If it's of any use, I notice that in the JS file that you're getting, it's saving the data into a variable named after a JSON object, which is something like a special request entity, differing from GET/POST. SS has methods for setting a custom request entity, where, upon finding the syntax they're using for their JSON request object, you could set the request entity on a script "Before file is scraped". The trick at hand is to figure out what the magical URL to that scrapeableFile would be. If you can find that, then you're more than half done. The request would return to you exactly the data that you are wanting to scrape. It would likely be in XML format, making it extremely easy to parse.
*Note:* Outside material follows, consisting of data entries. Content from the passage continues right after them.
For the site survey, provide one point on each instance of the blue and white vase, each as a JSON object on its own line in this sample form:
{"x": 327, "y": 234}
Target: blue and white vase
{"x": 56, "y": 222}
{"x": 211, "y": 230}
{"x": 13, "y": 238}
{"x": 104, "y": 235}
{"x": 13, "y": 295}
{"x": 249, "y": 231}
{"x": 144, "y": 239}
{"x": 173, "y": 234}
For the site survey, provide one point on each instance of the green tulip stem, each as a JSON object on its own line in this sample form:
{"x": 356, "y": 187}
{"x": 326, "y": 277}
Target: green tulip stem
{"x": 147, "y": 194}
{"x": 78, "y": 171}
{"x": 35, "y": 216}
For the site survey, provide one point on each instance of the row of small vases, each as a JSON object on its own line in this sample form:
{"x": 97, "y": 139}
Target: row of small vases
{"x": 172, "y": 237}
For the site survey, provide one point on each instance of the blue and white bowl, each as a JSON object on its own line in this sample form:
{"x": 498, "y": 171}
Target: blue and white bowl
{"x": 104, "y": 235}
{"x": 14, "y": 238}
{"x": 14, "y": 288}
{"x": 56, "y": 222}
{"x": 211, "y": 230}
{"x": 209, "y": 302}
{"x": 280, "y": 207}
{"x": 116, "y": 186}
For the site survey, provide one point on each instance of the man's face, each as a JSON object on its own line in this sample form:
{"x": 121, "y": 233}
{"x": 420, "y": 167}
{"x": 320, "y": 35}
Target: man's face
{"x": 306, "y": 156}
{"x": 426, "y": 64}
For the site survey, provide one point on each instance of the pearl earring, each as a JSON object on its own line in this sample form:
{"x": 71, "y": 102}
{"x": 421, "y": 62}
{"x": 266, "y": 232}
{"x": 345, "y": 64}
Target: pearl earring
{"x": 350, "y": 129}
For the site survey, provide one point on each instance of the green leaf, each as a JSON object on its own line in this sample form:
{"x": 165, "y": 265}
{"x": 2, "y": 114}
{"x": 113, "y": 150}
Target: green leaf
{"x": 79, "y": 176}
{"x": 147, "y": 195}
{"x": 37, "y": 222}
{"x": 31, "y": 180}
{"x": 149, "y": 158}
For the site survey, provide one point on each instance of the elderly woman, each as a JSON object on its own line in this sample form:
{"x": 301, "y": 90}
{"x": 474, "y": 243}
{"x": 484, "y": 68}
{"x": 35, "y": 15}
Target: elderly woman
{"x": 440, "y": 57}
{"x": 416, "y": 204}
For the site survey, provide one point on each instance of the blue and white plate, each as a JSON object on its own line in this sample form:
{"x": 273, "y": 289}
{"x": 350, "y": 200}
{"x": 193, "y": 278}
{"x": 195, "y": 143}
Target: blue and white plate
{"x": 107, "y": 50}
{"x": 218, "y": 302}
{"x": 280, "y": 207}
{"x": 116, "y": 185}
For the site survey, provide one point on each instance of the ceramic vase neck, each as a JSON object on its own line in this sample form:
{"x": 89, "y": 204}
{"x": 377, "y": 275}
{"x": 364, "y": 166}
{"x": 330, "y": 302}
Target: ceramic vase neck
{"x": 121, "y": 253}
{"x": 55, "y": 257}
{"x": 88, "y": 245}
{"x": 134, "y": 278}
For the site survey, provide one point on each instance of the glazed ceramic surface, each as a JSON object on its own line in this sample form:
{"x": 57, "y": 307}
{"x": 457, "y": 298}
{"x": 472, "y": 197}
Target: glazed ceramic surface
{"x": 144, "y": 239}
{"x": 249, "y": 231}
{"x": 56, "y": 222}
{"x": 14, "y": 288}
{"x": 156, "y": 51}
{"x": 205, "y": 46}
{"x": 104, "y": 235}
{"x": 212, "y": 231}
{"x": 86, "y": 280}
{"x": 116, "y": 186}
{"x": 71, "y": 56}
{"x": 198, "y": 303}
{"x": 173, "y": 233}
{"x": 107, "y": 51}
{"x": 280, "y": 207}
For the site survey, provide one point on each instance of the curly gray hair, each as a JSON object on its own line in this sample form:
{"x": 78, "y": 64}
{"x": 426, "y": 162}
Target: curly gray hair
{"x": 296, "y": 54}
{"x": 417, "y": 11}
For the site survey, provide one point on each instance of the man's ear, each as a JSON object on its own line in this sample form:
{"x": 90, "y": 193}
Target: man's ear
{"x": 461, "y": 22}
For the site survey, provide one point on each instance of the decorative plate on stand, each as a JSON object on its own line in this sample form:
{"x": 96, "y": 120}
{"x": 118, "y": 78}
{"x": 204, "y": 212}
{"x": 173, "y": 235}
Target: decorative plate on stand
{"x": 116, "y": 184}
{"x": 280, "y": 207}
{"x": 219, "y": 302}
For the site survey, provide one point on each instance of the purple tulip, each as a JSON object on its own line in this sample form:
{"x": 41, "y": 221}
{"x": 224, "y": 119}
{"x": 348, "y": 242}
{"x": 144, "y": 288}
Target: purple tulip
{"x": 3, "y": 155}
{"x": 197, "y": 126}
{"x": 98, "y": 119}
They've likely obscured these details in javascript... I can't seem to figure it out yet, though..
thanks
this is tricky, the DOM source (available in IE Developer Tool Bar,etc) has the info required, but the regular source accessible by ss, does not :-(
The IE Developer Toolbar (and
The IE Developer Toolbar (and other realtime source monitors/debuggers) do show the right info, but if you use a normal IE, Firefox, Opera, Chrome, Safari (etc) installation and select its 'view source' option, you won't see the needed info either. Screen-scraper falls into this category of static source viewer. The only reason that IE Dev Toolbar can see the info you want is because it's a source "monitor", where it watches the javascript and dynamically adds/removes source info when javascript modifies it. Screen-scraper can't show you that info because screen-scraper isn't a javascript interpreting engine, and it can't show you changes made in the source by javascript because that is happening as a separate process from the actual HTTP request.
If you use Chrome's Source monitor, Firefox's "Firebug" extention, Opera's "Dragonfly" tool, you'd be able to see the needed info too. It's all about live monitoring of the source code, which screen-scraper won't do, since SS just makes the request to the file, and then doesn't process javascript.